Kirkus Reviews QR Code
AFTERBURN by Michael Bodhi Green

AFTERBURN

by Michael Bodhi Green

Pub Date: Sept. 29th, 2025
ISBN: 9798267598316

In Green’s speculative novel set in a future war-torn America, a biracial political prisoner becomes part of a plan to take down his former childhood friend, who’s now a white supremacist terrorist.
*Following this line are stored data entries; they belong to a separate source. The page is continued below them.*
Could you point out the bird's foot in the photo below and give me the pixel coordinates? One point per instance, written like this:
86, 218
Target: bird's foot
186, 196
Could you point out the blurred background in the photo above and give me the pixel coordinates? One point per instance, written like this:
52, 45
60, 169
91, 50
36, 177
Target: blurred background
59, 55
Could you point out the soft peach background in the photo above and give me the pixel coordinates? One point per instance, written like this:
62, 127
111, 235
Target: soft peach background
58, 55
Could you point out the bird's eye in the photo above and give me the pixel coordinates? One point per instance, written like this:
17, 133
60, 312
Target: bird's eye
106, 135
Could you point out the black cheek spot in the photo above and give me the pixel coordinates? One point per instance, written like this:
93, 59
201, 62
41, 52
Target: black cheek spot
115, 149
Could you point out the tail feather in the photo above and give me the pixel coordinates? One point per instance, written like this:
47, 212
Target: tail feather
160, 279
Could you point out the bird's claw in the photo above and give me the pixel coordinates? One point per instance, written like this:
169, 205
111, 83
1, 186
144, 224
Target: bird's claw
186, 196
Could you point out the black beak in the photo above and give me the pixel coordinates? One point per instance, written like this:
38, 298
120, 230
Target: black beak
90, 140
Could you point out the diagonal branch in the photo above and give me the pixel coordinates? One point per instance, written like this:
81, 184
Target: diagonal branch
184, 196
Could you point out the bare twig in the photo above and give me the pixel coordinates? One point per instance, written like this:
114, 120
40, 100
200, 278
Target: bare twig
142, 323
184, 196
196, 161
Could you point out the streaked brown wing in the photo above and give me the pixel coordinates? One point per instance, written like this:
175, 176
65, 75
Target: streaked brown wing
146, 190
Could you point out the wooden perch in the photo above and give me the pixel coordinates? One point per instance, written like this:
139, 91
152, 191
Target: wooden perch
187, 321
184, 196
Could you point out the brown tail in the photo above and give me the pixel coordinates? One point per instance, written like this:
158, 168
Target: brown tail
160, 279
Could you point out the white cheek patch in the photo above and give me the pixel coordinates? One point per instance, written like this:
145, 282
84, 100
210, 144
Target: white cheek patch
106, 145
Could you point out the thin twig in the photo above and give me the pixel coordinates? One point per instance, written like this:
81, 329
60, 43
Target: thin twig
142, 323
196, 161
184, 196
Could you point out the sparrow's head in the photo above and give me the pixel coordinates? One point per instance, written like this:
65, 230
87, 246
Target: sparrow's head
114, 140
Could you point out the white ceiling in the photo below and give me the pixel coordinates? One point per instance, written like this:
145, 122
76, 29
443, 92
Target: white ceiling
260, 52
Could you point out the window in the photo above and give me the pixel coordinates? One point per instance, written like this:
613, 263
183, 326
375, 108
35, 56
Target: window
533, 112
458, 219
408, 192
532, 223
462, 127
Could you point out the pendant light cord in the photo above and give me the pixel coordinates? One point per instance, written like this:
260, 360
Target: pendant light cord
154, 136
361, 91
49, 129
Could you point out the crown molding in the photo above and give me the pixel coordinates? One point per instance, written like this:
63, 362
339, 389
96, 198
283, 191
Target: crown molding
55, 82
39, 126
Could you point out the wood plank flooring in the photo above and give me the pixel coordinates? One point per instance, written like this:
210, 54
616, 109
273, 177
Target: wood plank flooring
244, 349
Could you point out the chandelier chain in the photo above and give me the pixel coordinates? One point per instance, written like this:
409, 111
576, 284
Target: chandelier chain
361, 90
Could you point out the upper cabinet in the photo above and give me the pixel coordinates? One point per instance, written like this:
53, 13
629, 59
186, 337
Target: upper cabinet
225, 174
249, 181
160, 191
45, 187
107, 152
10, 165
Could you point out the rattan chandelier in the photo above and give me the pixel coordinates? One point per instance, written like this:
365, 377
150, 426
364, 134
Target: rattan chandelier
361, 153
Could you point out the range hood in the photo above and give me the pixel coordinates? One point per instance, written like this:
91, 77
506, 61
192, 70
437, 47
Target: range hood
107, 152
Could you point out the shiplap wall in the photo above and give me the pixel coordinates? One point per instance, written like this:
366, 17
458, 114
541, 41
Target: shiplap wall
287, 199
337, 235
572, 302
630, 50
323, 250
In 2070, in the aftermath of a horrific second civil war, white people are a militant minority, and a Latine government is in power. (“The gringos are simply reaping what they sowed,” said one citizen years ago. “It’s our turn now.”)The White House has relocated to Los Angeles after the detonation of a radwaste-filled terrorist bomb in Washington, D.C. The perpetrator was Alex Weber, aka Hagen, a fugitive white supremacist leader/influencer in the “Nibelung” movement with massive resources, including advanced military technology. The narrative hints that President Maximillian Guerrero allows this public enemy to remain free to justify an authoritarian state that includes DNA tracking, surveillance drones, and general martial law crackdowns. Internment camps fill with Hagen’s presumed followers; Alton Lucas, a Los Angeles teacher, languishes amid crowds of violent white males awaiting Hagen’s promised “return.” Alton is secretly part Hispanic, and he knew Alex as a teenager; he also had a brief affair with Alex’s ex-girlfriend, Kiara Cunningham. Factions in the Guerrero regime know about Alton’s past, and in a rogue operation, they manipulate him as part of a plan to find Alex and Kiara before the terrorists unleash fresh horror on the eve of a historic Mars mission. Green’s novel explosively tackles hot-button issues in a milieu where practically nobody seems to possess spotless morality, except perhaps the compromised and confused Alton, who perceives a desire for power driving the extremists. “Alex’s head on a spike sounds pretty good, honestly,” he says at one point; “Could you live with Kiara’s head on the spike next to his?” responds his interlocutor, Deputy Undersecretary for Defense Diana Áquilar. The action moves at a fast clip, even if half the narrative is given over to a lengthy flashback to Alton’s adolescent heartache, and there’s a somewhat perfunctory home stretch in which fiery action, battleground reversals, and cyborg gunplay threaten to overwhelm weightier concerns.

An action-oriented tale of a high-tech future of bigotry and violence.